Dr. Ya-Chih Chang, an immigrant from Taiwan, followed her parents’ path by going to college, for her at the University of California, Los Angeles (UCLA). She has gone a step further, teaching special education courses to graduate students at UCLA as a postdoc, and now, graduate and credential students at California State University, Los Angeles.
“I never knew that I was going to teach at a college,” Chang, 33, says. “I took a class as an undergrad on autism, and then I got really interested in that, so I started taking a lot more classes.”
Because of that one class taught by Dr. Connie Kasari, autism became Chang’s academic specialty.
“It was actually Intro to Special Education,” Chang says. “The professor who taught that undergraduate class was my graduate adviser. She talked a lot about autism in that class because that’s her specialty.
“What is so interesting about autism is it’s a spectrum disorder.
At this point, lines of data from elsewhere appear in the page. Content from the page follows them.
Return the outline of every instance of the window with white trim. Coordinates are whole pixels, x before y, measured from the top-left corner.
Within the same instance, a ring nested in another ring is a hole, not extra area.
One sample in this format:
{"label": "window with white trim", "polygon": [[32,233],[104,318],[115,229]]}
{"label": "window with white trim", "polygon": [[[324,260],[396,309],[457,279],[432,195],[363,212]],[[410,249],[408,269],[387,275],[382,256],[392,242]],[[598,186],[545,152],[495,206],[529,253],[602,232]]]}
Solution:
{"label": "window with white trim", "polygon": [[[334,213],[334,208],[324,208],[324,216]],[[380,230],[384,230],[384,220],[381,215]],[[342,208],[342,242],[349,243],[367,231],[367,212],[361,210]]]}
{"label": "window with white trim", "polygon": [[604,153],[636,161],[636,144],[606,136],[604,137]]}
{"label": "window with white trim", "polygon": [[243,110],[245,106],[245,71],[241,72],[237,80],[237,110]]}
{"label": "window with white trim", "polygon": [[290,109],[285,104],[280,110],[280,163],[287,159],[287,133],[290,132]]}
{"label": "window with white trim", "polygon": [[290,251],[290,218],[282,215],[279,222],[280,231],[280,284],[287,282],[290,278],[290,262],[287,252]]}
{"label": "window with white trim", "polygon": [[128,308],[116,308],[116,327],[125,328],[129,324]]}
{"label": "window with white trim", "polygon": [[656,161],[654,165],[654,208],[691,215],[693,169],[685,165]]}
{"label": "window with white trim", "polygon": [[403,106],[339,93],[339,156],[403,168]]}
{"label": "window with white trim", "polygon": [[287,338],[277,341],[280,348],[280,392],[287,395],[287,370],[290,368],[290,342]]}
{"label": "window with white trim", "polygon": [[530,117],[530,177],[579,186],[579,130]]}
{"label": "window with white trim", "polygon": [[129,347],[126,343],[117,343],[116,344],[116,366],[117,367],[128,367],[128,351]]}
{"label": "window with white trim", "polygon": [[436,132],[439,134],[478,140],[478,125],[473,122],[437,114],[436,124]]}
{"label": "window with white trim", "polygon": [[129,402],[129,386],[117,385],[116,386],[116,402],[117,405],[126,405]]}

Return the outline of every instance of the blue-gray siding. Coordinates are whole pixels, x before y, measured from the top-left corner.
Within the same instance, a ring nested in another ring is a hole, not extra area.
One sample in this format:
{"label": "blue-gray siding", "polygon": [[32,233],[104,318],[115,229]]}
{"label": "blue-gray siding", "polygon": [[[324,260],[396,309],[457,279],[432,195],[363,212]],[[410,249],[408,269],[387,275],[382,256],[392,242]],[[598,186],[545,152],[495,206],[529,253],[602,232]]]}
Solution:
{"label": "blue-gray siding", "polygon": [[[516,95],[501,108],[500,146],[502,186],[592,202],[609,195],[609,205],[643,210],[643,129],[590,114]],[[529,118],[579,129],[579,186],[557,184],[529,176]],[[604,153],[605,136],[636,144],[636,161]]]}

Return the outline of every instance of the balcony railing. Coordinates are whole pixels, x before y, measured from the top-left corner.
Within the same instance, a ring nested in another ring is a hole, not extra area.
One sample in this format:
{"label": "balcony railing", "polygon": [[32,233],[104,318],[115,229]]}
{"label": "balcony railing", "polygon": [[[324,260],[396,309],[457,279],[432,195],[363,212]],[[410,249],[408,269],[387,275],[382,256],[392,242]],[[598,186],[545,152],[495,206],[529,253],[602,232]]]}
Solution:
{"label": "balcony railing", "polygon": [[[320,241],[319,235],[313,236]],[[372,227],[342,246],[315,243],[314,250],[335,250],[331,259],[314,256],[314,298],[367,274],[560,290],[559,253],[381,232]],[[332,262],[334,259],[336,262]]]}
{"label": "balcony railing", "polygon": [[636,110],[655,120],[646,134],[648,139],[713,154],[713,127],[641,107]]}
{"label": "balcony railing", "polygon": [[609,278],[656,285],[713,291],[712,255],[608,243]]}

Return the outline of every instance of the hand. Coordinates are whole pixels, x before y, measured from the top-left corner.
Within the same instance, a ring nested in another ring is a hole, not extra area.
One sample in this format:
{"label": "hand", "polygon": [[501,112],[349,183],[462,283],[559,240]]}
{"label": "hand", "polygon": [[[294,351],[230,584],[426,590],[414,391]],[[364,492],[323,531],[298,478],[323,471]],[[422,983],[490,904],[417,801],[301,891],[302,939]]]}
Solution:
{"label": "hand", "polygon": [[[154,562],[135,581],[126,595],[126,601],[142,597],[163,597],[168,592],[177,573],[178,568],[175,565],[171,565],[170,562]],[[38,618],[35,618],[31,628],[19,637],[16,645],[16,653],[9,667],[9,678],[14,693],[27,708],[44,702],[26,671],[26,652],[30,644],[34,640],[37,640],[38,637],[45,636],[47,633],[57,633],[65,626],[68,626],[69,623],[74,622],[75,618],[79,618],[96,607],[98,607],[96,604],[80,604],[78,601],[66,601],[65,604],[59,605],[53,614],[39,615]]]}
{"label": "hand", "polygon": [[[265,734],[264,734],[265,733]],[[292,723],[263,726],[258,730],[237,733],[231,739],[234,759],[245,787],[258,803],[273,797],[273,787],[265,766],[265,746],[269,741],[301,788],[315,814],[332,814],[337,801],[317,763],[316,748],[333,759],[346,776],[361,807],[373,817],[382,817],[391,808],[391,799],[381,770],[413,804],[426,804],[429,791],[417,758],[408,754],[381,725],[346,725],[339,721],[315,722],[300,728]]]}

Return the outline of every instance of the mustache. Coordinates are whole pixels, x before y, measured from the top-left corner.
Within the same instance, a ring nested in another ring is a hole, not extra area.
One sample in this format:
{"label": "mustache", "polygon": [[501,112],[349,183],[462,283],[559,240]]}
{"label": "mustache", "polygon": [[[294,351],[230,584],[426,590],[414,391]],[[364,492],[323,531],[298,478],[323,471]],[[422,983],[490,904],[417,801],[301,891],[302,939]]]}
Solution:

I was exposed to kids who were minimally verbal, who didn’t have any language at all, or kids who were really verbal but didn’t have social skills,” Chang explains. “So it’s not just like, Oh, you could only [do] one thing with one particular child.”
During her senior year, Chang developed an interest in research, which she conducted off site at the Lanterman Regional Center.
Chang continued to be involved in research on methods of teaching children with autism in the doctoral programs at UCLA. She worked with children with autism from 2 to 13 years old, but her focus narrowed to the early childhood education of the youngest children with autism, from birth to 5 years old. As a postdoc, she coordinated a study of early interventions.